Kein Mandantengespräch seit 2011
Zur Isolationshaft von Abdullah Öcalan und den drei weiteren Gefangenen auf Imrali erklärt die Kanzlei:
„Herr Öcalan kann seit dem 27. Juli 2011 nicht mehr mit seinen Anwälten sprechen. Bis heute sind 781 unserer Besuchsanträge abgelehnt worden. Mit unseren drei anderen Mandanten, die mit Herrn Öcalan im Gefängnis Imrali inhaftiert sind, gibt es seit ihrer Verlegung nach Imrali im März 2015 keine direkte Kommunikation.

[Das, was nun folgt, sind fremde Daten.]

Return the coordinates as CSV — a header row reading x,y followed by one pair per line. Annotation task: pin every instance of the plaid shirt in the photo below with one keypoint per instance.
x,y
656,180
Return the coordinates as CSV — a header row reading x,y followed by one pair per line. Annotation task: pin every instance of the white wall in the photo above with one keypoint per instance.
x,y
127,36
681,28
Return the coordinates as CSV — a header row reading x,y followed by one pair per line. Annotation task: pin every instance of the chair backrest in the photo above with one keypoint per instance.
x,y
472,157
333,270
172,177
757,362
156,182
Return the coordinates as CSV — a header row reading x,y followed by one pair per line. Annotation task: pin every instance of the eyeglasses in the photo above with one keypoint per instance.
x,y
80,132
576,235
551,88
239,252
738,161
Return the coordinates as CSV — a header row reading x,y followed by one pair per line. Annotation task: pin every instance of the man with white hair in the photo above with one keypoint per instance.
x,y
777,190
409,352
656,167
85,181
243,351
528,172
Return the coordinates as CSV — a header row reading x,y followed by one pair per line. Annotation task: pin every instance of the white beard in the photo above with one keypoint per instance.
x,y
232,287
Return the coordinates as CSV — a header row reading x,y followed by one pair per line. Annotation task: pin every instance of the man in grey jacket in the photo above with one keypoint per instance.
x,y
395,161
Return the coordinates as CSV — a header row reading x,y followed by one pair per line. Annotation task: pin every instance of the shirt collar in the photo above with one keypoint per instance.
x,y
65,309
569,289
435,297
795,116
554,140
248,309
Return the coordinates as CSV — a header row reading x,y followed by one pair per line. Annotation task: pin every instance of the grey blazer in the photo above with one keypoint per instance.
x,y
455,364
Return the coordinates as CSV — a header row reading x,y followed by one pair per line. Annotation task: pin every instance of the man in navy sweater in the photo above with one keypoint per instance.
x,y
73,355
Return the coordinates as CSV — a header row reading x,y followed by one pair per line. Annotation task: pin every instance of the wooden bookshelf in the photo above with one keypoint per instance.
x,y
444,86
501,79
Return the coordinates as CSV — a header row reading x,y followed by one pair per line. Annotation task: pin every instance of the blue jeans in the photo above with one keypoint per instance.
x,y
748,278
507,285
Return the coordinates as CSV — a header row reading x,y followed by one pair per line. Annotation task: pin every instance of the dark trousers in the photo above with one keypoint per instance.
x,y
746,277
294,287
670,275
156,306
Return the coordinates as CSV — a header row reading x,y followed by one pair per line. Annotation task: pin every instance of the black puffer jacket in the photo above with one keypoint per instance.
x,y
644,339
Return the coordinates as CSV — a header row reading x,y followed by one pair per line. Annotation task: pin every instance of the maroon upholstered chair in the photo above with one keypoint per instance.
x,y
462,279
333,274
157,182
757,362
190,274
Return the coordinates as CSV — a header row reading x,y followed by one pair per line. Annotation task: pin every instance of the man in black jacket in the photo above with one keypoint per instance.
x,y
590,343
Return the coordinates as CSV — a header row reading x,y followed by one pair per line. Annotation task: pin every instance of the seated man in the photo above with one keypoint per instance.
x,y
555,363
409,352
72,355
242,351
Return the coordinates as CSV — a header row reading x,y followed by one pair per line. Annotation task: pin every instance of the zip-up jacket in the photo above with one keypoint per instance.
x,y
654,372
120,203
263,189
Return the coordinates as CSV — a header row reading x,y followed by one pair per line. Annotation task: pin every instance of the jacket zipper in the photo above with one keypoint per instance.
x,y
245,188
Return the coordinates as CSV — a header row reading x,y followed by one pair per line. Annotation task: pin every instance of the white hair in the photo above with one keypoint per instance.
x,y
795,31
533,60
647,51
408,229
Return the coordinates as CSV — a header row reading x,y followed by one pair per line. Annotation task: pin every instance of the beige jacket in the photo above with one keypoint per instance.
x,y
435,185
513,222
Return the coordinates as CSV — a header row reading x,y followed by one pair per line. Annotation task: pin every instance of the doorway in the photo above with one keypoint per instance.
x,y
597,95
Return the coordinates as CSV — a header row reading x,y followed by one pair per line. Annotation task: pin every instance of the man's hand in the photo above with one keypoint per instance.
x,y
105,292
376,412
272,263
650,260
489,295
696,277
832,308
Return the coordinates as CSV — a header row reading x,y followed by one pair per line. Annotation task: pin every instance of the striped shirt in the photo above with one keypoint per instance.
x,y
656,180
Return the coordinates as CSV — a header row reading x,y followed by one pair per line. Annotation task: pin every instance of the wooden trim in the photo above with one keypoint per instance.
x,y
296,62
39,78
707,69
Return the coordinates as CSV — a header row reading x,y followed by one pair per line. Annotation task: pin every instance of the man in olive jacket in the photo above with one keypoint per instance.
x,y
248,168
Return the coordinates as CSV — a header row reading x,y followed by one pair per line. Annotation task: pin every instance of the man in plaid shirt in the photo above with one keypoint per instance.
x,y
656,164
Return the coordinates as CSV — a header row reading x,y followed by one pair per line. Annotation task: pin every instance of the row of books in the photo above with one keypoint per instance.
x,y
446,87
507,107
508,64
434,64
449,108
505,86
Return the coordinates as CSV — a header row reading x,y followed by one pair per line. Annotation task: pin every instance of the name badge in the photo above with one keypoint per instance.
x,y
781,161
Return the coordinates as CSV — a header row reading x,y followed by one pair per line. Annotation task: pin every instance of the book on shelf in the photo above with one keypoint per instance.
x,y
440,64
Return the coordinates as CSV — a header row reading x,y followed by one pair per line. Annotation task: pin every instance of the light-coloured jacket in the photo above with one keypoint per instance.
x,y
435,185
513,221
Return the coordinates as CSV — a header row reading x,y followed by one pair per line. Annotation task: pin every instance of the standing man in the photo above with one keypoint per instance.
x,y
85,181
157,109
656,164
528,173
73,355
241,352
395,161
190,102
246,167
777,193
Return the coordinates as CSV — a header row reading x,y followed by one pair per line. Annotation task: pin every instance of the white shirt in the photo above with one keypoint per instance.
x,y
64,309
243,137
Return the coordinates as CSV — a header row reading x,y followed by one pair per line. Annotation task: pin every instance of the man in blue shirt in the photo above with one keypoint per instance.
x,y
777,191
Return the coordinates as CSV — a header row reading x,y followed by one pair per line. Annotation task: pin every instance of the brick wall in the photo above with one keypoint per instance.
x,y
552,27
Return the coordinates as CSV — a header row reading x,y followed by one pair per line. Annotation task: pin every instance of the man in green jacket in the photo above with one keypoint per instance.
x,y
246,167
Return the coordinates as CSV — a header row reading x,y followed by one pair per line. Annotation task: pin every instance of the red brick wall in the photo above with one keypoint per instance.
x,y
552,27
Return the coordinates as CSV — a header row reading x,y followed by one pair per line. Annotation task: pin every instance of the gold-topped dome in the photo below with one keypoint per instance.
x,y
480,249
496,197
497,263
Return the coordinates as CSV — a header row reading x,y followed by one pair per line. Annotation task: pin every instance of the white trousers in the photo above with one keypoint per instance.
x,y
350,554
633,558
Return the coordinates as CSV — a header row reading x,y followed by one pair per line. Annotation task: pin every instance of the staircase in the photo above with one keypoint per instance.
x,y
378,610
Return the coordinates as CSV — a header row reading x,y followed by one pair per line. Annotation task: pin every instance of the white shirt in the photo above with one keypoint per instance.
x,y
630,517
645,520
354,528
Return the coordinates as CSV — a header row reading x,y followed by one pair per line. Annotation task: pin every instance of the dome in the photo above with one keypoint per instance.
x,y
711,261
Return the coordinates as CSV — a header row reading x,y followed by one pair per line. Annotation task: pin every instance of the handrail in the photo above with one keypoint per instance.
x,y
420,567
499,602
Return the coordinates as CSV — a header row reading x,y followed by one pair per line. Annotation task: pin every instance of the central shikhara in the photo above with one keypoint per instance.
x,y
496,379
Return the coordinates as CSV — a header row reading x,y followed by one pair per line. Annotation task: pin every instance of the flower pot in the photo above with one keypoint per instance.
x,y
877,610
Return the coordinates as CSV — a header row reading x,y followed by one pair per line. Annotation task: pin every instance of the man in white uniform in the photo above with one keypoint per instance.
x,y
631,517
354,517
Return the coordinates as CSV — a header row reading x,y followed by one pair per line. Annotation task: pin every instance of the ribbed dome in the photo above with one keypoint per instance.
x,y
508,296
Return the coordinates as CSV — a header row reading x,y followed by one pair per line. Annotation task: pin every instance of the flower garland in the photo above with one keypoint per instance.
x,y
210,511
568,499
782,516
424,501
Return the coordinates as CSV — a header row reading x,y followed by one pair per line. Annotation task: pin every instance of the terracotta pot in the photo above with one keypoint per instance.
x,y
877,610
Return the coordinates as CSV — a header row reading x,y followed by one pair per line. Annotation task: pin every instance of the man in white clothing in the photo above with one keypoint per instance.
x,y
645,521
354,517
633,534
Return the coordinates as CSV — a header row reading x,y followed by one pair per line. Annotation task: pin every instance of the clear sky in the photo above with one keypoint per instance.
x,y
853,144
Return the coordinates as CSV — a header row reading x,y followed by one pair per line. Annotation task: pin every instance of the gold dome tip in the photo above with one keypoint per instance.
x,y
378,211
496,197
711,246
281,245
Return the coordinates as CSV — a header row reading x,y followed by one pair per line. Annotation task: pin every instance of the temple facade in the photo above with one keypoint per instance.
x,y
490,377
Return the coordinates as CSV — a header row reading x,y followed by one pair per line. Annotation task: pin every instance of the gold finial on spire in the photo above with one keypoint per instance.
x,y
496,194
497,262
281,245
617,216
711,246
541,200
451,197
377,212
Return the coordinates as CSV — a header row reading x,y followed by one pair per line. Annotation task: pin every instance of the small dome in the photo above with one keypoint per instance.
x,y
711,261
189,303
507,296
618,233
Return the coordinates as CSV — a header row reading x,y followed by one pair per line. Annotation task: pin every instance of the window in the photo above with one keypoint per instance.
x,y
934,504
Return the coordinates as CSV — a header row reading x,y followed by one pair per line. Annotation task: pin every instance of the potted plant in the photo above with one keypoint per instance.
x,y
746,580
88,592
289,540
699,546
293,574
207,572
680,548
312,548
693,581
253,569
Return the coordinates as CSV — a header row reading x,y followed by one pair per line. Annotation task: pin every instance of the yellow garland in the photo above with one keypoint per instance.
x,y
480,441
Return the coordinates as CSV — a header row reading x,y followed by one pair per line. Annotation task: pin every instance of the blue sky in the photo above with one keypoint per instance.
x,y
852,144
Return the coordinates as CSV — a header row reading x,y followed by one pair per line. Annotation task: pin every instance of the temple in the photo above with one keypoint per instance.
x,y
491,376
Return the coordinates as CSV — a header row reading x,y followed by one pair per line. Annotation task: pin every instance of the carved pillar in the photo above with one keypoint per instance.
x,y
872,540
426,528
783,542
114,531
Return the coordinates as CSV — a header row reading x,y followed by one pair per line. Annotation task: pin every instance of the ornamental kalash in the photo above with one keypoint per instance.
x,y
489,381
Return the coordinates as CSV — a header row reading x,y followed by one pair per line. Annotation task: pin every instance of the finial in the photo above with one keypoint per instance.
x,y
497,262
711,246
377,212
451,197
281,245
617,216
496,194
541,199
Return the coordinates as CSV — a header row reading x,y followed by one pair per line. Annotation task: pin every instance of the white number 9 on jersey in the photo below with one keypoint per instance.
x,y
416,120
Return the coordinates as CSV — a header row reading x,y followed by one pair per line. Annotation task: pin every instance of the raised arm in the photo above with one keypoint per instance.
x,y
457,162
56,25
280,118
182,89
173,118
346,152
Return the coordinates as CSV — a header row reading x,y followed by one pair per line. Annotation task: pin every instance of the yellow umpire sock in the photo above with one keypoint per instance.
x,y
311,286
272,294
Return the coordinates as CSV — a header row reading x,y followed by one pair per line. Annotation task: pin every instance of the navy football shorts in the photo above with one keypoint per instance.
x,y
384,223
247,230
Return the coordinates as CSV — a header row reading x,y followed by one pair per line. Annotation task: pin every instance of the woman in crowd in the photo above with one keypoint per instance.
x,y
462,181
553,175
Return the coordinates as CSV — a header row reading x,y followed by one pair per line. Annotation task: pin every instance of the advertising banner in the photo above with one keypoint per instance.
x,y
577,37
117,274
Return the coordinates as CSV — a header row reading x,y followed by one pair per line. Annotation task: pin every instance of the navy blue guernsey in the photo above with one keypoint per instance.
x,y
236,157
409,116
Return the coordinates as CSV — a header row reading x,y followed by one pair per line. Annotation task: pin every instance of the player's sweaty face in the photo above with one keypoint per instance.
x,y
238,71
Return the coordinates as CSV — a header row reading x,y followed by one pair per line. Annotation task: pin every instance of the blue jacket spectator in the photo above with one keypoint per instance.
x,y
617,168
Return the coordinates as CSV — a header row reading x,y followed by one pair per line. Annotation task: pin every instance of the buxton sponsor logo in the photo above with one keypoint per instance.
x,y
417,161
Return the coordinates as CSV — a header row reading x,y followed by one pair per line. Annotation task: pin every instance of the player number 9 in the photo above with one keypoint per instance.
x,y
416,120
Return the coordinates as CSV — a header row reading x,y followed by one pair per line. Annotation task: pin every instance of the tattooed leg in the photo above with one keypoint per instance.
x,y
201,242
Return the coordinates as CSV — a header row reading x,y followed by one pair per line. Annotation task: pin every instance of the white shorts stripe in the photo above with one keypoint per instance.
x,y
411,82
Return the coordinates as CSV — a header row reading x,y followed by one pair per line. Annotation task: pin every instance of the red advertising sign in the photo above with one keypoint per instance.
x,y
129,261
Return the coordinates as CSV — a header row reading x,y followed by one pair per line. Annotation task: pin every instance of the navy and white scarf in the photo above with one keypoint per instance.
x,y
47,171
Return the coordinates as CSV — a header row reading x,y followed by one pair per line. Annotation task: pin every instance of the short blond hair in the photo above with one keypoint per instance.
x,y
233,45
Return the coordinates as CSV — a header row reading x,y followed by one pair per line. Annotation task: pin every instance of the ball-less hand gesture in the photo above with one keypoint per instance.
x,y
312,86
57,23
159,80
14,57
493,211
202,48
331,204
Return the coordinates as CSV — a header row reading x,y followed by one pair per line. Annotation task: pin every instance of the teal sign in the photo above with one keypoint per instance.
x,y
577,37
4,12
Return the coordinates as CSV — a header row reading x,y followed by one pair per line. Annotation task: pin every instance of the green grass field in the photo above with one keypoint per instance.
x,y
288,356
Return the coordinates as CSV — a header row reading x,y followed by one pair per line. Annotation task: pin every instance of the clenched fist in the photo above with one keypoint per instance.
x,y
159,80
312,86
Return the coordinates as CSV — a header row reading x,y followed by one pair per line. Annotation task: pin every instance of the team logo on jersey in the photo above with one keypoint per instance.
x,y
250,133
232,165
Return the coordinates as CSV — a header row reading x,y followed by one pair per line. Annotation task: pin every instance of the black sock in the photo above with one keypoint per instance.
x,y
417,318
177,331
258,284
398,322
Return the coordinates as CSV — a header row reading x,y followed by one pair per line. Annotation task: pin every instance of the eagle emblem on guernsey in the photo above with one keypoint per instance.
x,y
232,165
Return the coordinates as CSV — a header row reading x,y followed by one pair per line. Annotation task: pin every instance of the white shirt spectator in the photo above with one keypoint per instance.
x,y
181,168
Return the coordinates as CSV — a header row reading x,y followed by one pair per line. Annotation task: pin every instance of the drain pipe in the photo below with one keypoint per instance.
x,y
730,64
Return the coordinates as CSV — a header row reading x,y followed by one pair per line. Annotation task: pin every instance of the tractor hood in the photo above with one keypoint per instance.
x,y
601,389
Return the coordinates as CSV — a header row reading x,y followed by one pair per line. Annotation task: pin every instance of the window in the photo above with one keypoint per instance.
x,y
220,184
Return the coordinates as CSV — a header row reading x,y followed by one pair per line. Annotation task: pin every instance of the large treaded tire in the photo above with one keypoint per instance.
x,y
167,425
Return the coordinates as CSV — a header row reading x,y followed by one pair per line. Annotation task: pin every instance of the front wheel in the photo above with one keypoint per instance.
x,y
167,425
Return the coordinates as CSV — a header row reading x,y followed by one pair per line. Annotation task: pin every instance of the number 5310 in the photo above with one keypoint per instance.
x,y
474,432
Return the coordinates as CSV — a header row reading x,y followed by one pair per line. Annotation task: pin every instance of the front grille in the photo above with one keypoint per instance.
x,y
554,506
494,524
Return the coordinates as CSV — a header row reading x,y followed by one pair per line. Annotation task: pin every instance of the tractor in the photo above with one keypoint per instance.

Bis zum 15. Juli 2016 wurden Herrn Öcalan und unseren anderen Mandanten das Recht auf Anwaltsgespräche und Familienbesuch mit willkürlichen Begründungen wie einem Defekt des Bootes oder der schlechten Wetterlage verwehrt. Seit am 20. Juli 2016 der Ausnahmezustand ausgerufen wurde, werden Besuche per Gerichtsbeschluss verhindert. Zusätzlich ist mit dem Verbot von Kommunikationsmitteln wie Telefon und Schriftverkehr jede Verbindung zur Außenwelt unterbunden worden. Es handelt sich um eine ‚Totalisolation‘.“
Imrali als rechtsfreier Raum
Die Öcalan-Anwälte bezeichnen Imrali als „rechtsfreien Raum“, in dem „Willkür“ herrsche, und machen auch den europäischen Menschenrechtsgerichtshof und das Antifolterkomitee des Europarats für die fortgesetzte Isolation verantwortlich:
„Der Europäische Gerichtshof für Menschenrechte (EGMR) und das europäische Komitee zur Verhütung von Folter (CPT) treffen keine Entscheidung zu diesem Vorgehen, das eine Ebene von Folter erreicht hat, oder sie verfolgen die getroffenen Entscheidungen nicht. Dadurch tragen sie dazu bei, die angewandte Totalisolation zu vertiefen.“
Seit Öcalans Verhaftung im Februar 1999 herrsche auf Imrali ein rechtswidriges System ohne legale Grundlage, so das Rechtsbüro Asrin. Dieses System wirke sich dauerhaft auf die gesamte Gesellschaft aus, daher sei ein gesamtheitlicher Umgang mit dem Imrali-System erforderlich. Erfahrungen aus der Vergangenheit zeigten, dass eine einmalige Ausnahme keine Veränderung bedeute.
„Der Besuch von Mehmet Öcalan am 12. Januar hat dem Zweck gedient, eine Bestätigung über das Leben und die Gesundheit von Abdullah Öcalan zu bekommen. Er bedeutet nicht, dass sich die Bedingungen geändert haben und die Totalisolation aufgehoben ist. Zweifellos hat dieser erste Kontakt nach 28 Monaten eine wertvolle Bedeutung. Jeder Kontakt und jede Information über die Gesundheit und die Lebensbedingungen von Herrn Öcalan haben eine Bedeutung, die nicht gering geschätzt werden kann. Das öffentliche Interesse und die Erwartungen zeigen die dahinter stehende Ernsthaftigkeit. Damit hat sich ein weiteres Mal bestätigt, was Herr Öcalan für die Öffentlichkeit bedeutet. Da jedoch die unrechtmäßige Willkür und die Isolationsbedingungen anhalten, ist nicht abzusehen, wann eine Kommunikation das nächste Mal möglich sein wird. Auch unser Antrag auf ein Mandantengespräch vom 16. Januar ist willkürlich abgelehnt worden.“
Die Rechtsanwaltskanzlei fordert, dass ihrem Mandanten Öcalan unverzüglich seine gesetzlich verbrieften Rechte zugestanden werden.